Many feared that the US withdrawal from the Anti-Ballistic Missile Treaty in June 2002 would spark an arms race – but it has not happened. In fact, Russia and the US committed themselves in 2002 to large reductions in their operationally deployed nuclear forces. The US missile defence system is not intended to defend against responsible states with established strategic forces.

Missile Defence opposed by Russia?

The US has made clear that its plans are not aimed at countering the Russian strategic nuclear forces. Moreover, Russia is working closely with NATO to examine the potential for interoperability of Russia and NATO theatre missile defence systems, and has offered to cooperate with the US over their missile defence plans.

The House of Commons Defence Committee report in 2003 agreed that arguments about international instability did not provide grounds for rejecting the US request to upgrade the early warning radar at RAF Fylingdales for use in the US BMD system.

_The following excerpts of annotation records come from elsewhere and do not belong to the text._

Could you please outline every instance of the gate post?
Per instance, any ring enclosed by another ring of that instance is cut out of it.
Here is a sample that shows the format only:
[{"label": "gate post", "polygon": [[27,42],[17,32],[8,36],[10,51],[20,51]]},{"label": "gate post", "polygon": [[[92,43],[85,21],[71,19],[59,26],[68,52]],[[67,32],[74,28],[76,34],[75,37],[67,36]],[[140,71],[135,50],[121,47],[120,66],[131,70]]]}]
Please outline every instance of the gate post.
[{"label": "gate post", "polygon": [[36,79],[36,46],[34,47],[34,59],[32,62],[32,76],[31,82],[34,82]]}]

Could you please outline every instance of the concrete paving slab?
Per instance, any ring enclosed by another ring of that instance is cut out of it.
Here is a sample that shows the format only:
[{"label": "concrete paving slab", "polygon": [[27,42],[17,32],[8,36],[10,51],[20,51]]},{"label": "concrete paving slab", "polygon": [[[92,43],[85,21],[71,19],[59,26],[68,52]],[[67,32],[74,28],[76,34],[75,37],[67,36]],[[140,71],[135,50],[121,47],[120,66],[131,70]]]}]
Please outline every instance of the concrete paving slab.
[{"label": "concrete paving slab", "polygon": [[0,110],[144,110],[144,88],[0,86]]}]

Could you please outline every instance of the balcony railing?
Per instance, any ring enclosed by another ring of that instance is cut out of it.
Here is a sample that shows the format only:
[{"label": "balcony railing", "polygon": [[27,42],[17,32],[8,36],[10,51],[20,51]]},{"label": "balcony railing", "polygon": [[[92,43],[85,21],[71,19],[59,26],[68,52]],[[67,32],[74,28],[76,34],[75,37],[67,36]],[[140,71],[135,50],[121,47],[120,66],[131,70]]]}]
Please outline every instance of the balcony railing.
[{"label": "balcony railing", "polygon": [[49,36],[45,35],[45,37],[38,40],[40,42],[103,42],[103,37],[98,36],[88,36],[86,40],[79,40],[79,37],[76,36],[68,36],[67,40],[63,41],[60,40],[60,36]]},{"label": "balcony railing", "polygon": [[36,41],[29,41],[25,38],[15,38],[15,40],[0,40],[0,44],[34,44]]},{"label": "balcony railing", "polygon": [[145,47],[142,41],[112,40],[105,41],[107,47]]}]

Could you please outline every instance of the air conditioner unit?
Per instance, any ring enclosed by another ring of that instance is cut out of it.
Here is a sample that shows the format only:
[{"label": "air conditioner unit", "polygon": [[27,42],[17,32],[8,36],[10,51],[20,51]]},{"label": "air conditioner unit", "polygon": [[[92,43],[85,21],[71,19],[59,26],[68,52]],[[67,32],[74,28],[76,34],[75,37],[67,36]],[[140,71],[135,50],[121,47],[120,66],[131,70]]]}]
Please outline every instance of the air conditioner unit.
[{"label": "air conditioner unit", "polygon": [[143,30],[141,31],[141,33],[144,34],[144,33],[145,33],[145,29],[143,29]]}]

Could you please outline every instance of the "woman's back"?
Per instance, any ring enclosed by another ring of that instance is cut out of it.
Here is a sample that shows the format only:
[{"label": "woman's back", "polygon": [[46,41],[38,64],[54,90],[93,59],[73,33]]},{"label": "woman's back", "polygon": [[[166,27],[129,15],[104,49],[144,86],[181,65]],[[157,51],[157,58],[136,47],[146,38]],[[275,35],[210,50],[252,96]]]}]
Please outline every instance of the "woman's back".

Does Missile Defence undermine current deterrent effect?

Missile defence could reinforce the deterrent effect of our nuclear and conventional forces. Any regime contemplating the use of WMD-armed ballistic missiles would then face not only the near certainty of an overwhelming response, but also the probability that its attack would fail. This may not only deter potential aggressors from launching an attack, but might also dissuade them from embarking on the costly and difficult process of developing or procuring long-range ballistic missiles in the first place.

Could a BMD system take the place of the UK’s nuclear deterrent?

Ballistic missile defences are only designed to be able to defend against limited missile attacks. They do not, on their own, provide a complete defence against the full range of risks set out in the Government’s recent White Paper on the Future of the UK’s Nuclear Deterrent. They should be regarded as complementary to other forms of defence or response, potentially reinforcing nuclear deterrence rather than superseding it.

Have the events of 11 September 2001 had an impact on UK missile defence policy?

The events of 11 September 2001 have not had a direct impact on UK missile defence policy. However, these events show that there are those who will seek to threaten the US, its friends and allies with whatever means available. In future this might include ballistic missiles. Therefore, it is vital that we have a comprehensive strategy to tackle all threats posed to friends and allies.